Jason C. Tramm's work in the symphonic, operatic, and choral repertoire has received acclaim nationally and internationally. Noted productions include a world premiere of the Gershwin's Porgy and Bess in Tirana, Albania at the request of the US Embassy. As Artistic Director for the NJ State Opera Tramm conducted the 75th anniversary production of the Gershwin's Porgy and Bess at Newark Symphony Hall and conducted the HDTV broadcast presentation with PBS affiliate NJN, of "Verdi Requiem: Live from Ocean Grove" which garnered a regional Emmy Award nomination.

Tramm currently serves as Director of Music Ministries, Ocean Grove CMA, conducting sacred and secular works. His concerts from the historic Great Auditorium in Ocean Grove, New Jersey include national broadcasts of Léon Boëllmann's Fantasie-Dialogue for Organ and Orchestra, Op. 35 with famed organist Gordon Turk and the Rittenhouse Orchestra, and Alexandre Guilmant's Symphony Number 1 in d for Organ and Orchestra featured on American Public Media's "Pipe Dreams." Tramm conducted the MidAtlantic Opera's 2014 productions of Verdi's Rigoletto and the Verdi Bicentennial production "Verdiana'. In 2016 Tramm was appointed Music Director of the Morris Choral Society with whom he presented the New Jersey premiere of Karl Jenkins "The Peacemakers" and initiated his second season of concerts inspired by Leonard Bernstein's artistic mandate "This will be our reply to violence: to make music more intensely, more beautifully, more devotedly than ever before."

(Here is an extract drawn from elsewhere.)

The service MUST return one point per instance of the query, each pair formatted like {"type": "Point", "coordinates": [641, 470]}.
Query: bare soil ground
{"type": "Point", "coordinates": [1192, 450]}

A member of the faculty at Seton Hall University (Assistant Professor and Director of Choral Activities, College of Communication and the Arts) Tramm leads the University Choir, Chamber Choir and Orchestra. In 2015 Tramm made his Carnegie Hall debut conducting "A Prayer for Peace" which featured Behzad Ranjbaran's Elegy for Cello and Strings, Leonard Bernstein's Chichester Psalms, Vaughan Williams' Dona Nobis Pacem and Adnan Saygun's Selections from Yunis Emre. In December 2016 Tramm led the Oltenia Philharmonic Symphony Orchestra and Academic Choir in Romania.

On October 27, 2017 at the New Jersey Performing Arts Center in Newark, New Jersey Tramm will conduct the second installment of the "Prayer for Peace" classical concert triology- produced as a joint venture by Seton Hall University's School of Diplomacy and International Relations and College of Communication and the Arts and the MidAtlantic Opera Orchestra. "Prayer for Peace: The Power of One Voice" will feature "Dona Nobis Pacem" by Peteris Vasks, "The Lark Ascending" by Ralph Vaughan Williams, "Psalm 133" by contemporary composer Moshe Knoll, scored for soprano soloist and violin soloist , featuring soprano Allison Charney, and the powerful Ninth Symphony, Op. 127 by Ludwig van Beethoven.